Final Exam Questions Flashcards
In the context of computational science, describe verification
- Process of checking that a computational model is solving the equations it was designed to solve.
- Checks if the model is correctly implemented.
- Involves checking the consistency + correctness of code with respect to the underlying mathematical + physical models.
- Does not guarantee model is accurate, only that it is implemented correctly.
In the context of computational science, describe validation
- Process of checking that a computational model accurately represents the real-world phenomenon it is intended to model.
- Involves assessing the uncertainties associated with the model predictions + the experimental data used for validation.
In the context of computational science, distinguish carefully between verification and validation.
Verification - ensures code is implemented correctly.
Validation - ensures that the model accurately represents reality.
Write down a finite difference approximation to the Laplacian operator.
Explain how the accuracy of a finite difference approximation to the Laplacian operator can be characterised
- Grid spacing: Δx and Δy. As they become smaller, approximation becomes more accurate
- Approximation is exact in the limit as Δx and Δy approach 0.
- Order of finite difference scheme. Higher-order scheme = more accurate results. Need more function evaluations and computationally more expensive.
- Truncation error
- Round-off error. Error introduced by finite precision of computer arithmetic
Suppose an exact solution is known to a problem involving the Laplacian operator of the previous question. Explain how to demonstrate that a computed solution converges to this exact solution.
- Convergence to an exact solution at the expected rate is the strongest possible test of a computer code.
- Method of manufactured solutions:
- Exact solution is known + is used to derive the RHS of differential equation.
- RHS is then used as input to numerical method being tested + resulting solution is compared to known exact solutions.
a. write down model equation
b. write down a manufactured solution (any function satisfying boundary conditions)
c. Construct the manufactured source term M
d. Show that the computer code under test converges as expected (with M included) to the manufactured solution. Then the code is deemed verified.
e. Set M to 0
f. Proceed to calculations of practical interest.
Explain the role of uncertainty quantification in a validation procedure:
- Helps to estimate the level of confidence in computational results.

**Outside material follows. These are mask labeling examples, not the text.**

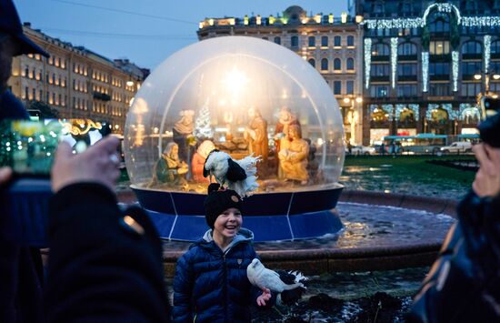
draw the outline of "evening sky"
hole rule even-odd
[[[282,15],[300,5],[307,15],[339,16],[347,0],[14,0],[22,22],[46,35],[84,45],[110,59],[128,58],[154,69],[197,42],[205,17]]]

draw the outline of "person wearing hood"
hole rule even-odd
[[[208,187],[205,199],[210,227],[177,261],[174,279],[175,322],[250,322],[250,306],[271,307],[275,296],[252,286],[246,267],[257,257],[254,234],[242,227],[242,199],[231,189]]]

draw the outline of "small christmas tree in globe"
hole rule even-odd
[[[208,139],[214,136],[214,132],[210,127],[210,111],[208,111],[208,98],[205,101],[200,109],[198,116],[195,121],[195,136],[199,139]]]

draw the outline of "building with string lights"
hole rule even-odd
[[[500,1],[356,0],[355,12],[364,28],[363,143],[475,133],[477,96],[500,92]]]
[[[50,57],[15,57],[8,81],[12,93],[28,108],[48,106],[45,116],[105,121],[122,134],[131,100],[149,71],[51,37],[29,23],[23,30]]]
[[[282,15],[206,18],[200,22],[200,40],[228,35],[262,38],[283,45],[309,62],[337,98],[345,137],[362,140],[362,28],[347,13],[307,15],[297,5]]]

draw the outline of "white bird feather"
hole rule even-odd
[[[246,267],[246,276],[250,283],[261,289],[269,288],[271,291],[281,293],[284,290],[291,290],[297,288],[303,288],[304,284],[301,281],[307,280],[302,273],[294,271],[290,272],[295,276],[295,283],[285,284],[281,280],[279,274],[274,270],[267,269],[259,259],[255,258],[252,263]]]
[[[230,181],[226,177],[229,168],[227,159],[232,159],[238,164],[246,174],[246,178],[239,181]],[[256,163],[260,157],[255,157],[253,155],[247,156],[241,160],[231,158],[229,154],[223,151],[212,152],[205,162],[205,168],[209,171],[210,176],[214,176],[217,183],[221,186],[227,185],[227,188],[235,190],[242,197],[249,196],[250,192],[255,191],[259,187],[255,174],[257,172]]]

- Helps to compare the computed results with experimental data / other models to determine the accuracy.
- Helps to identify the sources of uncertainty in the computational model + assess their impact on the results.
- Helps to determine the range of values that the computed results can take due to uncertainty in the input data / model parameters.
- Helps to improve the accuracy of the computational model by identifying the areas that require more accuracte data / parameter values.
In the context of verifying a computer simulation program, outline the concept of a manufactured solution
- Manufactured solution = analytic function used to test the accuracy of a computer simulation program.
- Chosen to satisfy the differential equation being solved, as well as any necessary boundary conditions.
- Used to compute the RHS of differential equation, which is then used as input to simulation program.
- Simulation program is run using manufactured solution & resulting numerical solution is compared to manufactured solution to compute the error.
- error can be calculated at each point or using the L2 error norm
In the context of verifying a computer simulation program, explain how a manufactured solution can be used as part of a correctness test.
- Manufactured solution can be used to test the accuracy of the simulation under different conditions (different boundary conditions, nonlinearities, other sources of complexity)
- can also be used to verify the order of accuracy of the simulation program (rate at which the error decreases as the grid spacing is decreased)
Consider a mass, m, connected to a spring with force constant, k, with a nonlinear perturbation characterised by a parameter, α, such that:
F(x) = -kx(1+αx^3)
Write down the equation(s) of motion for this mass, and suggest a suitable numerical procedure for finding a solution.
Equation of motion - derived from newtons second law.
F(x) = -kx (1 + ax^3)
m d^2x/dt^2 = -kx - k α x^4
m d^2x/dt^2 + kx + kαx^4 = 0
Can be solved using 4th order Runge Kutta method: (RK-4)
Suggest a suitable manufactured solution for this nonlinear problem, and derive the required manufactured source term. Hence write down the modified equations of motion to be solved in a verification exercise using the method of manufactured solutions.
This question deals with concepts relating to High Performance Computing.
Describe the Strong scaling used to assess parallel performance. State what it reveals about an application.
Strong scaling
1. Run time for a given problem size vs number of processors.
2. Size of problem is fixed, number of processors increased.
3. Reveals how well the parallel algorithm can solve a problem faster as the number of processors is increased
4. Ideally, computation time should decrease as the number of processors increases.
5. Reveals the degree of parallelisation efficiency
This question deals with concepts relating to High Performance Computing.
Describe the weak scaling used to assess parallel performance. State what it reveals about an application.
Weak scaling
1. problem size is increased proportionally with the number of processors.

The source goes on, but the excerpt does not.